Grenville Phillips II, leader of Solutions Barbados
CADRES recently conducted a poll in order to identify voters’ political party preferences. Most voters polled reportedly preferred either the BLP or the DLP. After analysing the poll, I understood how voters could be easily manipulated.
When asking questions, there is normally a context around which each question is framed, that can result in different answers. For example, there is a difference in asking “Should we ban Gromoxone?”, “Gromoxone is an effective herbicide that keeps gardens tidy, should we ban Gromoxone?” and “Gromoxone is the poison of choice for suicidal persons, should we ban Gromoxone?” The results will tend to vary depending on how the question is framed.
In the first question, responders are not given a frame of reference. In the second, the frame is positive – “keeps gardens tidy”. In the third, the frame is negative – “poison of choice for suicidal persons”. The frame in which the question is placed can allow us to accurately predict the majority response to the last two questions. However, the majority response to the first unframed question can also be determined based on the national frame at the time.

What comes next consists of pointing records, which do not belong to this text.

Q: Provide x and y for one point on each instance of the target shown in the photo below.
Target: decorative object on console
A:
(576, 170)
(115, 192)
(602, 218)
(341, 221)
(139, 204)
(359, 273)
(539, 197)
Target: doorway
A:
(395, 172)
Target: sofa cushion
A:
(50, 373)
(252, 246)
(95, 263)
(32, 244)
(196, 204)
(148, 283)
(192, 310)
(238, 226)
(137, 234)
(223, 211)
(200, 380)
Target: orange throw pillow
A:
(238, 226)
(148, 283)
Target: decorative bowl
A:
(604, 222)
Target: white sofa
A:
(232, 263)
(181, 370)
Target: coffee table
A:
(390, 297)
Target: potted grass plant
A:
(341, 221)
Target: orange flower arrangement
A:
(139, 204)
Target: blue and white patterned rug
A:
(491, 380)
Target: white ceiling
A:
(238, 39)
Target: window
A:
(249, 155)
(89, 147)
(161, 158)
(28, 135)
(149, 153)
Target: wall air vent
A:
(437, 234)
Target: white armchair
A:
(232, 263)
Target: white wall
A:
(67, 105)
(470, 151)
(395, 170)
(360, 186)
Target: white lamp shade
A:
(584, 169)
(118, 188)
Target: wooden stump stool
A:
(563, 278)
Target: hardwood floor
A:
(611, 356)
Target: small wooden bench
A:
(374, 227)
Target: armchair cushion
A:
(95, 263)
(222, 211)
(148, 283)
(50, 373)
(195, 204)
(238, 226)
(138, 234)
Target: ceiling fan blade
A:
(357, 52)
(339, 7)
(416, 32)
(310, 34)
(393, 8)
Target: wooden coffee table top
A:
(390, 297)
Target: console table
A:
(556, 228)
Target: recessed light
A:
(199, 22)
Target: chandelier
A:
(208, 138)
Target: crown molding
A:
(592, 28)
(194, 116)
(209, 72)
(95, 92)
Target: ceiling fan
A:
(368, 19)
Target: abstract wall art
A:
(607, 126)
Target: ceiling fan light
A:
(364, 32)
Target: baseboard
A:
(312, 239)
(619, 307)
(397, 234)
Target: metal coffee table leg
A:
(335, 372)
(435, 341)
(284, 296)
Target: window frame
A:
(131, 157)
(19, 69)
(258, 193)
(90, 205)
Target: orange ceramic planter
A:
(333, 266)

For example. If in one week, there were 5 publically reported suicides by drinking Gromoxone, just before persons were polled, then the question would have already been framed by the tragic events. The emotional response would likely be that many would support some type of restriction. However, a different response can be expected if there were no suicides by drinking Gromoxone in the past 15 years, and if the media were not participating in a campaign against Gromoxone. Therefore, what is trending in the media can result in misleading poll results.
CADRES’ poll questions were already framed by the news media reports of current events, and by public commentators who have access to the media. News media have a higher responsibility to be fair during times of national decisions. One side of a national discussion should not be deprived of ‘oxygen’, while allowing the other side unfettered access to the media. The public should be exposed to both sides of a debate.

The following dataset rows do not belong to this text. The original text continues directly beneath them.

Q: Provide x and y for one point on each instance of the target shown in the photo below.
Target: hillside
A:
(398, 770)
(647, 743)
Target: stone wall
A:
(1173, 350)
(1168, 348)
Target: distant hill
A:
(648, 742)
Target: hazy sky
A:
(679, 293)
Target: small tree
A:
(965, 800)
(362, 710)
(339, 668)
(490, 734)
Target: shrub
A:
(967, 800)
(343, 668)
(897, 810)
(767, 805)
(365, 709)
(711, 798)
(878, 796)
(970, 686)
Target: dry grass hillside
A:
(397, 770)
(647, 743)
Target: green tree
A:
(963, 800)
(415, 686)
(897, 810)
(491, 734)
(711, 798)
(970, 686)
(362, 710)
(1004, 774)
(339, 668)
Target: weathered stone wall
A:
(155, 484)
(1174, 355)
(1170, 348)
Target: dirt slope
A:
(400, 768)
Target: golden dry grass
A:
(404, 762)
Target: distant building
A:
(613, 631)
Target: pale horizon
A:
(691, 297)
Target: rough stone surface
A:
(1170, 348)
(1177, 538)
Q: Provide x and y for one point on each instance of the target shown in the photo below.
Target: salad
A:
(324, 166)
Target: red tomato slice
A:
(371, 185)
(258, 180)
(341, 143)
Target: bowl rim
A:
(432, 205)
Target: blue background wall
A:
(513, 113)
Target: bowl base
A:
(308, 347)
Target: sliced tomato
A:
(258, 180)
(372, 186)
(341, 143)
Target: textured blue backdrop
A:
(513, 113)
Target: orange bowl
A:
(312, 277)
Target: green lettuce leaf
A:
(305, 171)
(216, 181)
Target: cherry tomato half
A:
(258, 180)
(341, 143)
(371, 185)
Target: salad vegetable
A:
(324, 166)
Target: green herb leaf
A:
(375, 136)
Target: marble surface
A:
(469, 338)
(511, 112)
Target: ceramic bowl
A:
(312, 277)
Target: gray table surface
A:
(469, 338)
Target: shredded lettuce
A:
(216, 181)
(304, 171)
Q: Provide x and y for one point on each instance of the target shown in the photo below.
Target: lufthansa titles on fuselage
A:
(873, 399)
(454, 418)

The national frame around any question of the economy is that the ruling DLP administration is responsible for the current economic hardship, and they are incapable of managing our national economy. The recent poll results appear to confirm this public sentiment. However, what if the public were given the whole truth?

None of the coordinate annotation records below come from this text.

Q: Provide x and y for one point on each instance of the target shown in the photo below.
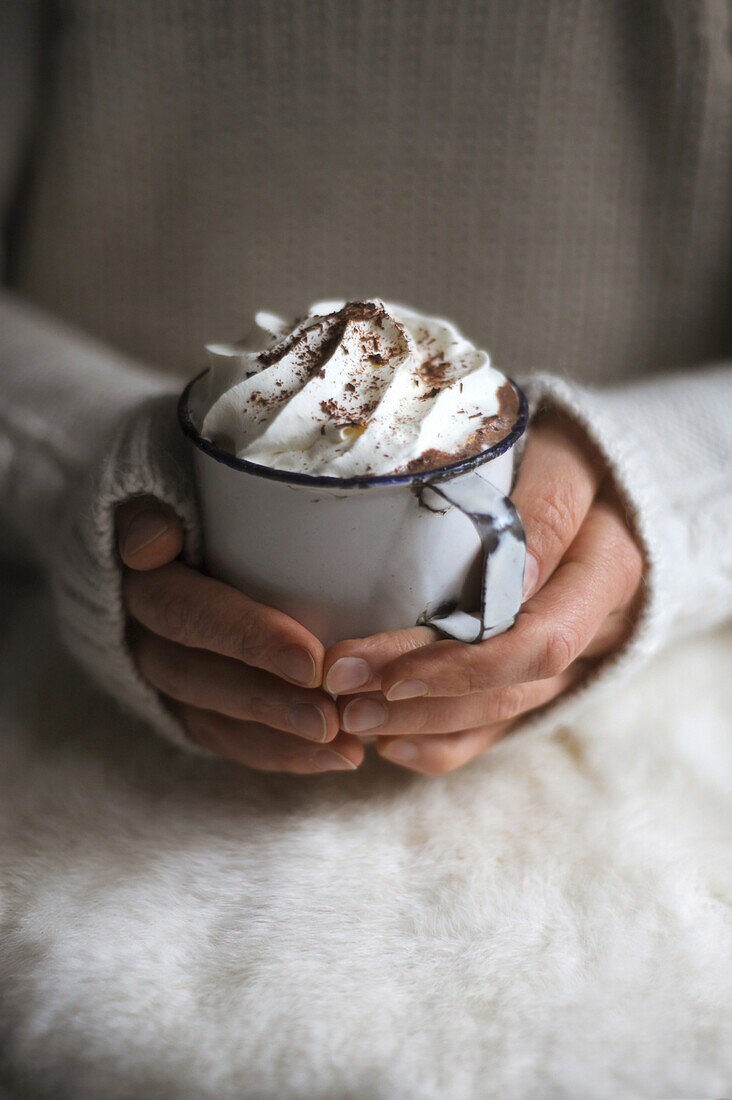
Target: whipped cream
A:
(357, 388)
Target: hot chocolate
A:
(357, 388)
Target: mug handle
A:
(504, 556)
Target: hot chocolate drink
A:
(357, 388)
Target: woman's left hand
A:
(434, 703)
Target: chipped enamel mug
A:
(352, 557)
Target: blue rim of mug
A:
(323, 481)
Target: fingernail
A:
(144, 528)
(329, 760)
(363, 714)
(406, 689)
(347, 674)
(309, 721)
(296, 663)
(531, 575)
(401, 751)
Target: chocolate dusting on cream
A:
(491, 431)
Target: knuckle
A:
(470, 670)
(552, 520)
(175, 614)
(629, 563)
(251, 635)
(559, 649)
(504, 704)
(255, 707)
(437, 760)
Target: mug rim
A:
(364, 481)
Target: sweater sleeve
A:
(83, 429)
(667, 441)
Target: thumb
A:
(149, 534)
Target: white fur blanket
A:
(553, 921)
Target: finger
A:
(436, 756)
(601, 572)
(266, 749)
(615, 629)
(434, 716)
(149, 534)
(219, 683)
(182, 605)
(357, 664)
(558, 479)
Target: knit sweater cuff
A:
(645, 512)
(146, 455)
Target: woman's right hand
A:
(242, 679)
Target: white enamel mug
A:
(352, 557)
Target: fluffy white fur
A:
(549, 922)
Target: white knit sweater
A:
(552, 177)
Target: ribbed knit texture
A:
(554, 177)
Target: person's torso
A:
(555, 177)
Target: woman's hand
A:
(435, 704)
(243, 679)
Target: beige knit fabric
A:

If the public is not told about the reckless and unsustainable borrowing during the BLP administration, then they will reasonably tend to blame the DLP, who must repay these debts, for their current circumstances. However, if the public was told the truth, that both the BLP and the DLP administrations have brought us to the point of economic ruin, and that both parties’ policies are designed to generally keep most Barbadians house-poor and living pay-cheque to pay-cheque, then perhaps they would be willing to look at the policies of a third party.
If the public is told to dismiss all third parties because they are just parties of 1 or 5 persons, then they would likely dismiss them. However, if they were told the truth that Solutions Barbados is the only third party with 25 candidates and intends to run 30 competent candidates, then perhaps they would dismiss the clever but inaccurately defined frame, and actually consider Solutions Barbados.
If the public is told that Solutions Barbados has no plan to address Barbados’ failing economy, then they would likely dismiss them. However, if they were ever told the truth that Solutions Barbados is the only party to have published a non-austerity economic plan over 2 years ago, for rigorous public scrutiny, then they would have an accurate frame, and not the fake frame that others are actively promoting. The plan is on SolutionsBarbados.com.
What if the austerity, harsh medicine, long hardship, bitter pills, and no-easy-fixes that the BLP and DLP are promising were actually explained to voters? What if the BLP and DLP actually told the voters “If you vote for us, then your salary will be reduced, you will lose your job, you will lose your house if you are not earning foreign currency, and you will also lose everything that you are purchasing on credit. You will suck salt, and your children will suck whatever is left after the salt that you have voted to suck is gone.”
In Guyana, the IMF made them double their income tax rates and devalue their currency by 70%. Guyana was left with a ruined economy, dilapidated infrastructure, shortage of critical supplies, reduced social services, mass emigration of professionals, and 75% of the population in poverty.
Who would be so lunatic to vote for that bitter pill? The CADRES poll demonstrated that Barbadian voters would enthusiastically vote for the economic ruin of their households, communities and country if the question was not accurately framed.
For completion, I should identify another possible explanation. We are so accustomed to not believing what our elected politicians promise, that we simply do not believe them when they promise us that their policies will drive us and our children into poverty.